Transmettre son patrimoine de son vivant attire de plus en plus d’attention, notamment face à l’évolution des règles fiscales et aux opportunités inédites offertes cette année.
Entre abattements renouvelés, exonérations temporaires et nouvelles obligations déclaratives, la période actuelle s’annonce particulièrement avantageuse pour ceux qui souhaitent optimiser la transmission à leurs proches.
Anticiper, structurer et déclarer correctement chaque opération devient essentiel pour profiter pleinement des dispositifs en vigueur et alléger la charge fiscale future. Une planification rigoureuse permet ainsi de sécuriser l’avenir de ses bénéficiaires tout en préservant au mieux la valeur du patrimoine familial.
Fenêtre fiscale exceptionnelle et abattements en 2026
L’année 2026 marque une opportunité inédite pour transmettre son patrimoine grâce à une fenêtre fiscale exceptionnelle. Les abattements renforcés permettent à chaque parent de donner jusqu’à 100 000 € à un enfant, 31 865 € à un petit-enfant, ou encore 80 724 € à son conjoint ou partenaire de PACS, sans droits de donation.
Ces abattements, renouvelables tous les 15 ans par bénéficiaire, s’ajoutent à des exonérations temporaires, notamment pour l’immobilier neuf ou rénové, et à un don d’argent exceptionnel de 31 865 €.
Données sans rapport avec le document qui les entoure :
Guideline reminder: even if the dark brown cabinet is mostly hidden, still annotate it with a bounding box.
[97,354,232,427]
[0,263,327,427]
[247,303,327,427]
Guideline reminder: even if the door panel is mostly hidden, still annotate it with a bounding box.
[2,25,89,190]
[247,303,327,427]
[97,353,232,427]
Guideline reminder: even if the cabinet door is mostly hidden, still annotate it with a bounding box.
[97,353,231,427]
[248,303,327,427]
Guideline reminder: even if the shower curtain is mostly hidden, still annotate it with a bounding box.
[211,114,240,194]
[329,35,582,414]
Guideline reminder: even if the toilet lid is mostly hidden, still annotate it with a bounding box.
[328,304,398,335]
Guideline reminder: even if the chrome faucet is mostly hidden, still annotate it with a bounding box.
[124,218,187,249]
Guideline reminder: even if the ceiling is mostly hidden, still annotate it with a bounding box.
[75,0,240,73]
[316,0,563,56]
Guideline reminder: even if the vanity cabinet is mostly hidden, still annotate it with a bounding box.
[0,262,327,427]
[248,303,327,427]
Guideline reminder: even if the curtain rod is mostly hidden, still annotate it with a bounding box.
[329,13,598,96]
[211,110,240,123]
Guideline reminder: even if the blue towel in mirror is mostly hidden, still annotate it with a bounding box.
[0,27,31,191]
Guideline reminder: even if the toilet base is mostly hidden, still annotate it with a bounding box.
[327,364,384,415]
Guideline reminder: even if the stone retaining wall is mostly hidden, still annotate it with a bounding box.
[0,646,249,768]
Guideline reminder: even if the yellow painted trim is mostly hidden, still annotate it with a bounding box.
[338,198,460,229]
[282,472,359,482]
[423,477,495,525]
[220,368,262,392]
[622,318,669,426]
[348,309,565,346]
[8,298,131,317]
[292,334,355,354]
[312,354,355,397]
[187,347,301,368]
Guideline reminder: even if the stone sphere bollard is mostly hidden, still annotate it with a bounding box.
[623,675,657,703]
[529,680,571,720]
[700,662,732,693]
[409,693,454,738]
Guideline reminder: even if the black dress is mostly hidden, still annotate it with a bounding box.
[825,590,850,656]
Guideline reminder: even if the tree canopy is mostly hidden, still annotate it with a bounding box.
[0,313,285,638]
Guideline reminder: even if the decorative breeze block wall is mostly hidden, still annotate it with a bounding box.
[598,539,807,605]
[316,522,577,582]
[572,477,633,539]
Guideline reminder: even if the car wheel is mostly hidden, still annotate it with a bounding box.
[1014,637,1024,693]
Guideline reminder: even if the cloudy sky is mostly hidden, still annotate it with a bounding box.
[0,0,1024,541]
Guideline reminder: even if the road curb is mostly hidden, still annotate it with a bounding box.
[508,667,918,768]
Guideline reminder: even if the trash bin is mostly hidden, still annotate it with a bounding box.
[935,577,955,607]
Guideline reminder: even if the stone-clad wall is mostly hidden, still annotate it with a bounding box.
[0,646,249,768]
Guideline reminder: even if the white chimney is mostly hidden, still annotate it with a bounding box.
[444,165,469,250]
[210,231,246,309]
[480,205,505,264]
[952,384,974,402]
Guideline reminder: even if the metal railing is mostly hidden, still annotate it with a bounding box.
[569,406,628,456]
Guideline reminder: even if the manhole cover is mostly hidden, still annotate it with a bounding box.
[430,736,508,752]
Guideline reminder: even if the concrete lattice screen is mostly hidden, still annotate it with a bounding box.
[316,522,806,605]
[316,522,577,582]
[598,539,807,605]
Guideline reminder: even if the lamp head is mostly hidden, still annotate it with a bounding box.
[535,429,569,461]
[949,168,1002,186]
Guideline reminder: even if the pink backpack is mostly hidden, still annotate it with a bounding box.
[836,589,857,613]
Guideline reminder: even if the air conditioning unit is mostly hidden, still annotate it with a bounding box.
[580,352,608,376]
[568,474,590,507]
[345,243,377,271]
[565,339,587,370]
Les personnes handicapées bénéficient d’un abattement supplémentaire de 159 325 €. En cas de représentation, le partage de l’abattement parental s’applique. La déclaration reste obligatoire pour sécuriser ces avantages.
Les abattements applicables en 2026
| Bénéficiaire | Abattement 2026 | Particularités |
|---|---|---|
| Enfant | 100 000 € | Renouvelable tous les 15 ans |
| Petit-enfant | 31 865 € | Applicable même en cas de représentation |
| Conjoint/PACS | 80 724 € | Cumulable avec d’autres dispositifs |
| Personne handicapée | 159 325 € | Abattement supplémentaire unique |
Cumul des dispositifs et stratégies d’optimisation
Pour maximiser la transmission sans droits, il est possible de cumuler les abattements classiques, le don familial exceptionnel et les exonérations temporaires, notamment sur l’immobilier neuf ou rénové.
Par exemple, un parent peut transmettre en 2026 jusqu’à 231 865 € à un enfant sans fiscalité, en additionnant abattement, don exceptionnel et exonération immobilière. Le démembrement de propriété permet de ne taxer que la nue-propriété, réduisant la base imposable, tandis que la donation-partage fige la valeur des biens et sécurise la répartition entre héritiers.
Ces stratégies, combinées à une planification rigoureuse et au respect des formalités déclaratives, offrent un levier puissant pour optimiser la succession et préserver le patrimoine familial.
Barème fiscal 2026 et formalités déclaratives obligatoires
Après application des abattements, la part taxable est soumise au barème progressif de l’article 777 du CGI : en ligne directe, les droits varient de 5 % (jusqu’à 8 072 €) à 45 % au-delà de 1,8 million d’euros.
Par exemple, pour une donation de 250 000 € à un enfant, 150 000 € restent taxables après abattement, générant environ 28 194 € de droits. Entre frères et sœurs, le taux grimpe à 35 %, et atteint 55 % pour un neveu ou une nièce.
Depuis 2026, la télédéclaration sur impots.gouv.fr est obligatoire dans le mois suivant le don ; tout retard ou omission expose à des pénalités et à la remise en cause des avantages fiscaux.
Exonérations temporaires pour l’immobilier et points de vigilance
En 2026, une exonération temporaire permet de transmettre jusqu’à 100 000 € par bénéficiaire sur l’acquisition d’un bien immobilier neuf ou rénové énergétiquement (éligible MaPrimeRénov’), dans la limite de 300 000 € tous donateurs confondus.
Le logement doit être acquis ou rénové dans les six mois suivant la donation et conservé au moins cinq ans. L’acte notarié est obligatoire, avec des frais à prévoir (2 500 à 3 500 €).
Pour sécuriser l’opération, il est essentiel de respecter les délais de déclaration et de conservation, et de vérifier l’éligibilité des travaux. Un oubli ou un retard peut entraîner la perte de l’exonération et des pénalités fiscales.